The US Federal Reserve meet next week and are expected to announce a start to balance sheet roll-off which means a tapering in the reinvestment of maturing assets (Treasury and mortgage backed securities). The market has (so far) taken the Fed’s announcement of balance sheet roll-off as a non-event. While the beginning of the process will probably have limited implications on markets, the medium-long run impact will be upside pressure on yields and the impact on 10-year bond yields could be a lift by ~10 basis points once balance sheet roll-off is well under way. The September meeting will also include an update to the Fed’s “dot plots” that show members’ expectations for rate changes. The dot plots may show less support for a rate hike in December 2017 because of mixed inflation readings over recent months, but we think that the “median” voter will still indicate that a December rate hike is on the cards. The dot plots for 2018 and 2019 should show three hikes in each year, which is unchanged from recent Fed forecasts. Other US data next week includes numerous housing indicators (starts, existing home sales and home prices) and the September manufacturing PMI indicator.

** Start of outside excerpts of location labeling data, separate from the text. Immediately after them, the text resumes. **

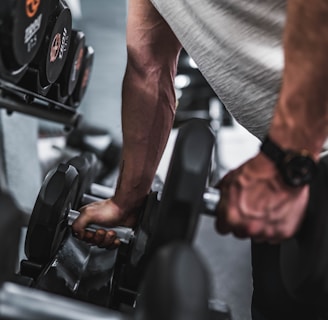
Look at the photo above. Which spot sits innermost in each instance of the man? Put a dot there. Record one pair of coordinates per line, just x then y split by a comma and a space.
267, 61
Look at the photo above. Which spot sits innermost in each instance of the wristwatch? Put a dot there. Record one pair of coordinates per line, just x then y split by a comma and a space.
297, 168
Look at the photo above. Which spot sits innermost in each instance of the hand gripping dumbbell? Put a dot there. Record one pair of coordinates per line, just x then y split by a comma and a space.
52, 215
168, 215
23, 25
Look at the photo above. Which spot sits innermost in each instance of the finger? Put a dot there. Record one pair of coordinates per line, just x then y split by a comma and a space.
107, 240
99, 236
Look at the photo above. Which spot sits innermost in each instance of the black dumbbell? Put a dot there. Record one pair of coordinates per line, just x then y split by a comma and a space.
51, 58
68, 78
23, 25
174, 217
83, 81
303, 258
52, 215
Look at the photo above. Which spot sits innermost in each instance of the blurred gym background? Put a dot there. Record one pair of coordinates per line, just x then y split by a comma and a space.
103, 22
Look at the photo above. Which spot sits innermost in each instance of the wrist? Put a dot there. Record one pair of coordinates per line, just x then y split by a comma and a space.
293, 130
297, 168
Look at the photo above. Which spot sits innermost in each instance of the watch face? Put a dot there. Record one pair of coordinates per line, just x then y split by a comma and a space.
298, 169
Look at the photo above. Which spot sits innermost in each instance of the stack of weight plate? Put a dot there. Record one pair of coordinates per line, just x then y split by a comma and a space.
41, 54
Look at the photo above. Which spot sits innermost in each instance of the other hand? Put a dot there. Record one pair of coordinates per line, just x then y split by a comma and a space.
256, 203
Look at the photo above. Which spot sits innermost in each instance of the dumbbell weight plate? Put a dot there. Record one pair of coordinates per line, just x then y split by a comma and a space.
23, 28
48, 223
303, 258
52, 56
84, 76
182, 195
86, 165
176, 216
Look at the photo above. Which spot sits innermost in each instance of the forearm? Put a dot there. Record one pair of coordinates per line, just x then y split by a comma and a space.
148, 101
301, 116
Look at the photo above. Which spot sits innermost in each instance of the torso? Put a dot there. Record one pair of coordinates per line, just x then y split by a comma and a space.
237, 45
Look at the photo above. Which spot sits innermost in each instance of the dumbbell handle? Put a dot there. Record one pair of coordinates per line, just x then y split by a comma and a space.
124, 234
211, 197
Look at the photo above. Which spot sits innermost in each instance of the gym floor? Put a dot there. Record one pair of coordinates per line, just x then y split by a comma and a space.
227, 258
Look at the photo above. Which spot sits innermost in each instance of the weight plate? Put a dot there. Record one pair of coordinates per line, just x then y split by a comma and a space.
182, 195
58, 45
48, 223
303, 258
23, 30
73, 65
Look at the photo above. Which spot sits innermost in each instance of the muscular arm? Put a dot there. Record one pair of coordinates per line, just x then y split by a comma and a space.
301, 117
255, 202
148, 100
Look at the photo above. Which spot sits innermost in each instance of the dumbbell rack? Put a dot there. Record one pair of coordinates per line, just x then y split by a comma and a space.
14, 98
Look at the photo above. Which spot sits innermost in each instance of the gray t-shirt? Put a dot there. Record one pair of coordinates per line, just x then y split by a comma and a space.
237, 45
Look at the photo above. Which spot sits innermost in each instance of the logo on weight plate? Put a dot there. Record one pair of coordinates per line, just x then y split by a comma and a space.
32, 7
55, 47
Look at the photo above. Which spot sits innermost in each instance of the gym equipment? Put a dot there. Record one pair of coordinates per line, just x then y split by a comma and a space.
303, 258
176, 207
72, 68
10, 229
47, 225
179, 206
52, 55
176, 274
68, 78
83, 80
23, 25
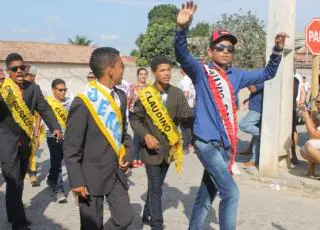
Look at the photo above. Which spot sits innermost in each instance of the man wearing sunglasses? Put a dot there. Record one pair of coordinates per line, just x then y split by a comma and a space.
60, 105
19, 99
91, 77
215, 125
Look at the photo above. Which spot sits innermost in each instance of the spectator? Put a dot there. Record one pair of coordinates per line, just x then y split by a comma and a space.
91, 77
2, 76
142, 75
311, 149
252, 121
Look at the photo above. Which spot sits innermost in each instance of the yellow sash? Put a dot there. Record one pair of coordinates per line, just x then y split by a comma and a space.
107, 115
151, 101
16, 105
59, 111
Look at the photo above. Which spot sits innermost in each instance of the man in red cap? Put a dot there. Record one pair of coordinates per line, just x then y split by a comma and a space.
215, 124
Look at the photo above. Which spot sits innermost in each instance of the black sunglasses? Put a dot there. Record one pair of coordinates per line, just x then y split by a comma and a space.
221, 47
62, 90
16, 68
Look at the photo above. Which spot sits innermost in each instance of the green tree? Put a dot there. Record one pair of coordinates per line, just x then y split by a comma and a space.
165, 13
158, 38
248, 28
80, 40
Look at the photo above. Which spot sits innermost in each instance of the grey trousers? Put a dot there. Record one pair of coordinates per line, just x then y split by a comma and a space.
91, 210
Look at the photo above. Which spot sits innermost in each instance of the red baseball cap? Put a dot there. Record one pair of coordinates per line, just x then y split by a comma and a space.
217, 35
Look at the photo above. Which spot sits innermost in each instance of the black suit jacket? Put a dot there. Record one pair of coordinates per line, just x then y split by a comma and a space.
179, 111
10, 131
90, 159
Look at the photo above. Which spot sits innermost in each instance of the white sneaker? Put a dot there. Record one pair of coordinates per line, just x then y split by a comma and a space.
61, 198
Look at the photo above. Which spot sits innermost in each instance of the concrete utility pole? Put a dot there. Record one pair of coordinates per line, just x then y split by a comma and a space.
278, 93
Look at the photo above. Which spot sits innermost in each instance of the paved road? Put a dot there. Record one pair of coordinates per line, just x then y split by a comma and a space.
260, 206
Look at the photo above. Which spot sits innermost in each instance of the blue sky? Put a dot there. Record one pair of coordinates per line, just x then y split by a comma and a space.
114, 22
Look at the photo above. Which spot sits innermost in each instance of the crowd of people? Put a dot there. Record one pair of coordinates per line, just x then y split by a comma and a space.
90, 131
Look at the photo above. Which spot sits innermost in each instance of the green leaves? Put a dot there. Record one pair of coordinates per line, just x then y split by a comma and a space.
250, 50
80, 41
158, 38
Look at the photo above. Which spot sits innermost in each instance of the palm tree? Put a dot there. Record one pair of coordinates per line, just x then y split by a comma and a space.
80, 41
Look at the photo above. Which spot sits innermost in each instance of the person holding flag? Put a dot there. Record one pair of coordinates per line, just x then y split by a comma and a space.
215, 126
95, 145
19, 100
156, 114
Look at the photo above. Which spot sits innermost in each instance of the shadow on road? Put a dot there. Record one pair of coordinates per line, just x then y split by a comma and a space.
172, 196
278, 226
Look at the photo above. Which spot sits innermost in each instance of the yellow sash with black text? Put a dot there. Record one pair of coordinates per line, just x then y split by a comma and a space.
107, 115
59, 111
21, 114
156, 110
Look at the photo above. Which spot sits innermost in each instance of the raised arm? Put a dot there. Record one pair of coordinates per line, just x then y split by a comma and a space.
189, 65
270, 70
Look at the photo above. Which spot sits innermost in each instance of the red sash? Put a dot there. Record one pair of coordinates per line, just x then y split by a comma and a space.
229, 120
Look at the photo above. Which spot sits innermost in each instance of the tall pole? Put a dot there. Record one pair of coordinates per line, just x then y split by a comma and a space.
278, 93
315, 84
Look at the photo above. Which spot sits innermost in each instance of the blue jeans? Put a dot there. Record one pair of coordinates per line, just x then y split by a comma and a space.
56, 157
137, 147
251, 124
216, 178
153, 206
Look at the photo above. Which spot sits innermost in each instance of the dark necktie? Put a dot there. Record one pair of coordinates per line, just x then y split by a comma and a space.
112, 94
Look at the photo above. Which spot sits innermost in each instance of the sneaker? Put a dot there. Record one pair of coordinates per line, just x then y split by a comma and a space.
61, 198
34, 181
147, 221
106, 205
135, 164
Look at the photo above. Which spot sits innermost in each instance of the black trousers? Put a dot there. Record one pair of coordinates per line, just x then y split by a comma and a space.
153, 206
14, 174
56, 157
91, 210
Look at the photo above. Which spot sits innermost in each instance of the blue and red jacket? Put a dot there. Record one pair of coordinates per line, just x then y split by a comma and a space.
208, 125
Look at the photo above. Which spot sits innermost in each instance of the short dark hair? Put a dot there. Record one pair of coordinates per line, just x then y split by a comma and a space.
158, 60
56, 82
103, 58
13, 57
141, 69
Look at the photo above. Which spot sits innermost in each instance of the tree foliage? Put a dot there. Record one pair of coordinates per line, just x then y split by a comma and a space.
251, 47
250, 50
80, 40
202, 29
158, 38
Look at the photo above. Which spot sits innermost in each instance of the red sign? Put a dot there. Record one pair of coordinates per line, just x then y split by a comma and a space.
312, 33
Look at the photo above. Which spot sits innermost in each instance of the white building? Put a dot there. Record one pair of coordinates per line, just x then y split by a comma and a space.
65, 61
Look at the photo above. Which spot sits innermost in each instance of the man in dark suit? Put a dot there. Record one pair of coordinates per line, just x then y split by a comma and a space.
93, 165
15, 143
155, 145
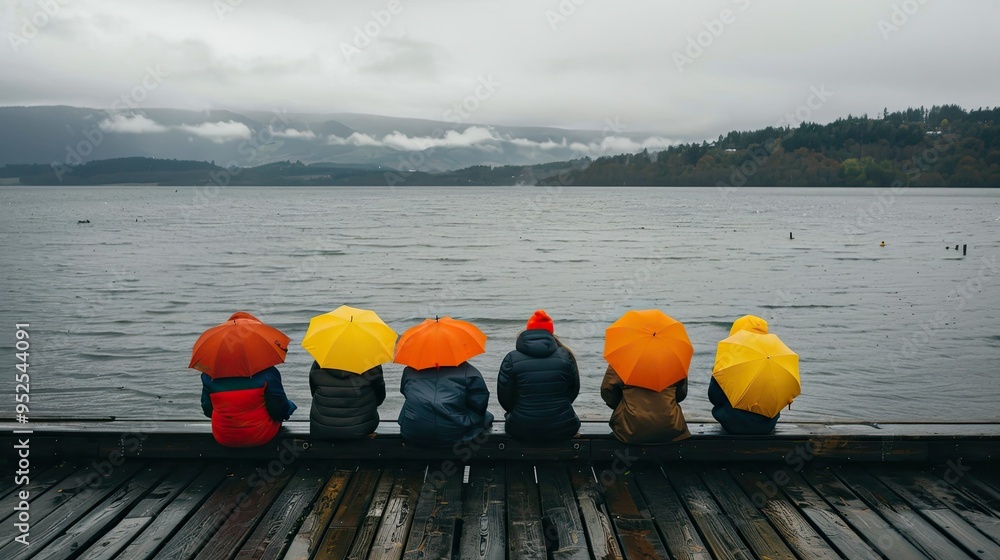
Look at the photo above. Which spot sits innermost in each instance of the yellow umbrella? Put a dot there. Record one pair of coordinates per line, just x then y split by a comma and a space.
350, 339
757, 372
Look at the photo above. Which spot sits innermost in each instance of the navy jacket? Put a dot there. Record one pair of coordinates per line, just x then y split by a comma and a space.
443, 406
734, 420
345, 404
278, 406
537, 385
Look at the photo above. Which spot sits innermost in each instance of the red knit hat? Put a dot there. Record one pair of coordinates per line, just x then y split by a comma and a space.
540, 320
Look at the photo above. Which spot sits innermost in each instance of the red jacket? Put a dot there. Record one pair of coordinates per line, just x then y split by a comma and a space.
240, 419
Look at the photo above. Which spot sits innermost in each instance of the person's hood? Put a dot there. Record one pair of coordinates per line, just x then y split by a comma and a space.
338, 373
750, 323
537, 343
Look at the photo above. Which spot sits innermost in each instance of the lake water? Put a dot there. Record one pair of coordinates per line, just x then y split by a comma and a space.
905, 332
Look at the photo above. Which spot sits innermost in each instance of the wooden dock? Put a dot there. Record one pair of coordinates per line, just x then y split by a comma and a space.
107, 493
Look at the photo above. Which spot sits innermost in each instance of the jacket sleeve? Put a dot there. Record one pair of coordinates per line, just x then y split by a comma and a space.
312, 384
716, 395
277, 404
574, 387
681, 390
611, 388
477, 396
507, 385
206, 398
378, 384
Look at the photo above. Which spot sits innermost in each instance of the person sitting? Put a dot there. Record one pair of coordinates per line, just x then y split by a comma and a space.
734, 420
443, 406
538, 383
344, 404
245, 411
642, 416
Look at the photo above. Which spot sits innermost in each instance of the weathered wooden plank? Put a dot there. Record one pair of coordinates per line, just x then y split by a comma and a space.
525, 538
632, 519
239, 524
919, 492
976, 490
438, 510
37, 485
484, 531
718, 532
46, 500
269, 540
678, 531
921, 533
307, 541
228, 498
823, 516
117, 537
561, 514
156, 533
364, 533
69, 539
594, 515
392, 534
790, 523
86, 492
351, 513
875, 530
756, 531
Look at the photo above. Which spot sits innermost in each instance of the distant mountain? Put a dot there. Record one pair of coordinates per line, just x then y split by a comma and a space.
70, 136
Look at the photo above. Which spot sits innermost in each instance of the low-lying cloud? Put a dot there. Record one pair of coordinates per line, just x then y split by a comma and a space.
487, 139
218, 132
131, 124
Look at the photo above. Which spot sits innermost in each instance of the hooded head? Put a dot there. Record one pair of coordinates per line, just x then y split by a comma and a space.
750, 323
540, 320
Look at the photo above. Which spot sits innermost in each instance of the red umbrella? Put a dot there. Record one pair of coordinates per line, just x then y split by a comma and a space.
240, 347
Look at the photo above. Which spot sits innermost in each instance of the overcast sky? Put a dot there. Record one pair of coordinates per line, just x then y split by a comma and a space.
684, 69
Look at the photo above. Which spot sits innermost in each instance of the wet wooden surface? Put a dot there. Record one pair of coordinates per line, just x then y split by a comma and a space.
307, 509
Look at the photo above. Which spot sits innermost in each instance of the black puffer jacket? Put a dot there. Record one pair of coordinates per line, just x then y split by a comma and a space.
537, 385
443, 406
345, 404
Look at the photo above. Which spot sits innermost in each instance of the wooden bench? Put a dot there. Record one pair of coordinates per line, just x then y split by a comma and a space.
840, 442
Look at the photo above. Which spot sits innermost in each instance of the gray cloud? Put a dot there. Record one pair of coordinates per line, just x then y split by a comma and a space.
561, 67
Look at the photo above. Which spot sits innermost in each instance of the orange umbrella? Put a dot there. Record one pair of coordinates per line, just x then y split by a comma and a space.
648, 349
439, 342
240, 347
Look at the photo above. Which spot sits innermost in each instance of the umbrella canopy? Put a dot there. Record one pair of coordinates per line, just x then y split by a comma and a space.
349, 339
240, 347
439, 342
648, 349
757, 372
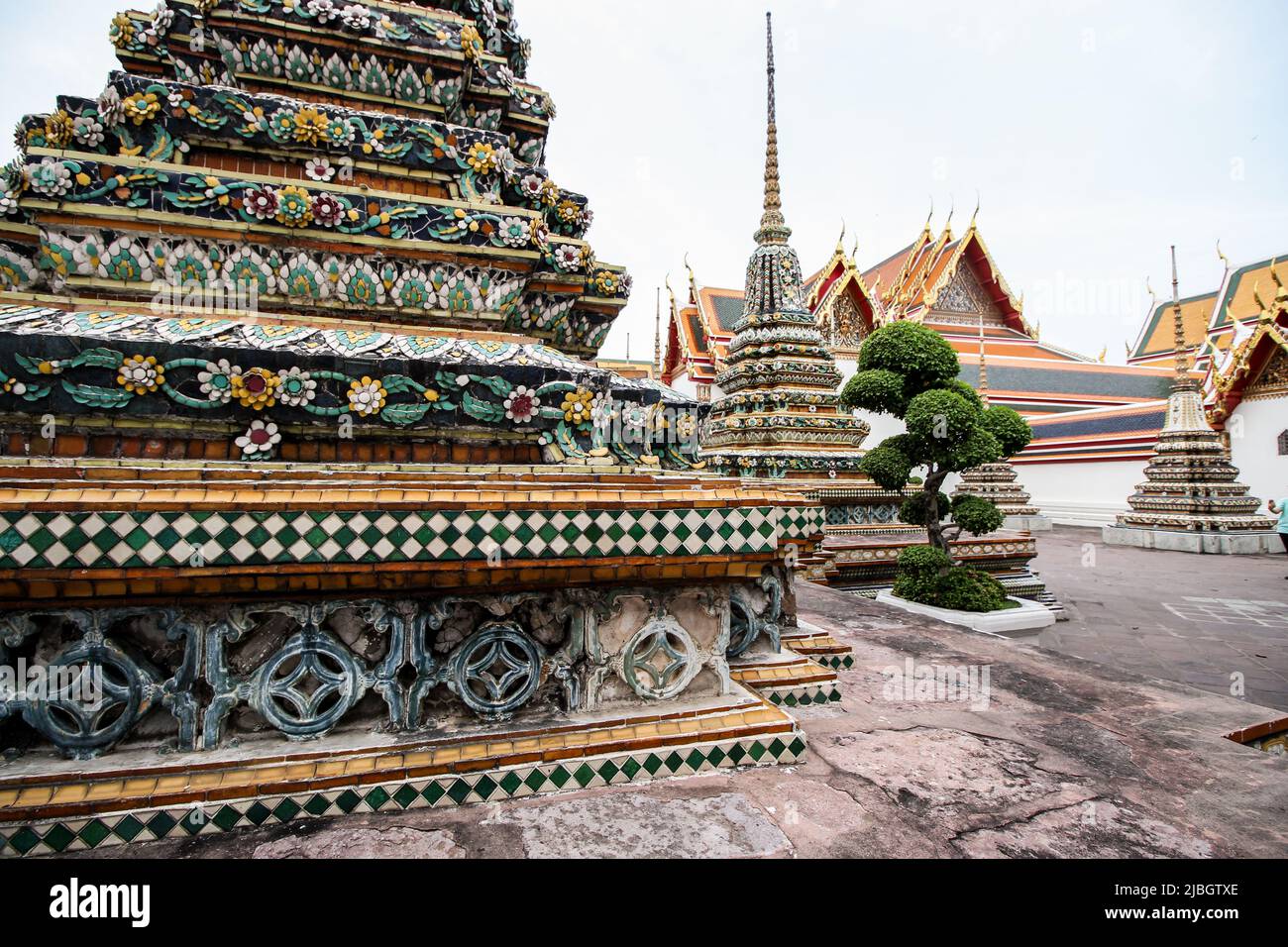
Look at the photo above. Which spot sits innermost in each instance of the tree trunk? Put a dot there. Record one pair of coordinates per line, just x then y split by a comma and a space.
935, 526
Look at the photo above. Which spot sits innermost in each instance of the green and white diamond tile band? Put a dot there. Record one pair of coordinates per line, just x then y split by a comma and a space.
172, 539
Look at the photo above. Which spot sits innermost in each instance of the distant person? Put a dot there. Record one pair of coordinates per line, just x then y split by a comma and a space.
1280, 506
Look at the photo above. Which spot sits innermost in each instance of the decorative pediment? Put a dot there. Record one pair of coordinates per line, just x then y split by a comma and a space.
964, 295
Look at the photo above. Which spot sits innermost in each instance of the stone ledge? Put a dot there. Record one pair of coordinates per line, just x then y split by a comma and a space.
1203, 543
1028, 617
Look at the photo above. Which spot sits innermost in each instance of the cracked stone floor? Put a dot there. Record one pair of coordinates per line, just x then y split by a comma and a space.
1199, 620
1069, 759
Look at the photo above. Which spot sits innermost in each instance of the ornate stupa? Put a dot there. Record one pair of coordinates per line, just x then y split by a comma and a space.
1190, 500
781, 415
999, 483
299, 449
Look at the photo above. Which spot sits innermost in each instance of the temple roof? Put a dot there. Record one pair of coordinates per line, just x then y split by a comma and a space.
1236, 294
1126, 432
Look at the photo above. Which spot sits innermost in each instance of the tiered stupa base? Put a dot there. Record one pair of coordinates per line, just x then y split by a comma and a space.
378, 639
866, 565
999, 484
1190, 501
50, 805
866, 536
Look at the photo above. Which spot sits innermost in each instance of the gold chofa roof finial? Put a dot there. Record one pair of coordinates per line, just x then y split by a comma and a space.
773, 226
1183, 356
983, 364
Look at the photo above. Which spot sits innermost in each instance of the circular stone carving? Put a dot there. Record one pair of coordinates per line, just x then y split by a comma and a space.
661, 660
81, 728
497, 669
743, 628
308, 685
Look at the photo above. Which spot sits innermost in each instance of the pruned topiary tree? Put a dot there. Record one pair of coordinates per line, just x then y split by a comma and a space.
910, 371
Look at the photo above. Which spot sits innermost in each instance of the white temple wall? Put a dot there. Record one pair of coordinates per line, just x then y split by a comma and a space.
1082, 493
1254, 428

The Bank of Japan (BoJ) meet next week and it’s expected that there will be no change to monetary policy. Japanese growth is slowly improving, but inflation is still too low (annual price growth is close to zero) which will keep monetary policy very easy in Japan for a long time.
There is little European data, which only includes the September PMI.
There are some RBA updates next week with the September Board minutes and Governor Philip Lowe speaking about “The Next Chapter” at a briefing in Perth, which is likely to be about Australia’s transition to a less mining intensive economy. Commentary around a strong Australian dollar may be present in next week’s minutes and speeches, given the persistent (and unexpected) strength in the currency.
New Zealand second quarter GDP is expected to increase by 0.8%, or 2.5% over the year. The outcome of the New Zealand election (on 23rd September) is looking tighter with the latest polls showing gaining support for the Labour Party (at 44%) compared to 40% for the incumbent National Party.
Outlook for markets
Share markets remain at risk of a further consolidation or short term correction, particularly with North Korean risks remaining high and seasonal weakness around September and October. However, with valuations remaining okay, particularly outside of the US, global monetary conditions remaining easy and profits improving on the back of stronger global growth, we would see a pullback as just a correction with the broad rising trend in share markets remaining in place into 2018.
Low yields point to ongoing low returns from bonds.
Unlisted commercial property and infrastructure are likely to continue benefitting from the ongoing search for yield, but this will wane eventually as bond yields trend higher.
National residential property price gains are expected to slow, as the heat comes out of Sydney and Melbourne.
Cash and bank deposits are likely to continue to provide poor returns, with term deposit rates running around 2.5%.
While further short term upside in the A$ is possible, our view remains that the downtrend from 2011 will ultimately resume as the Fed tightens and the RBA holds.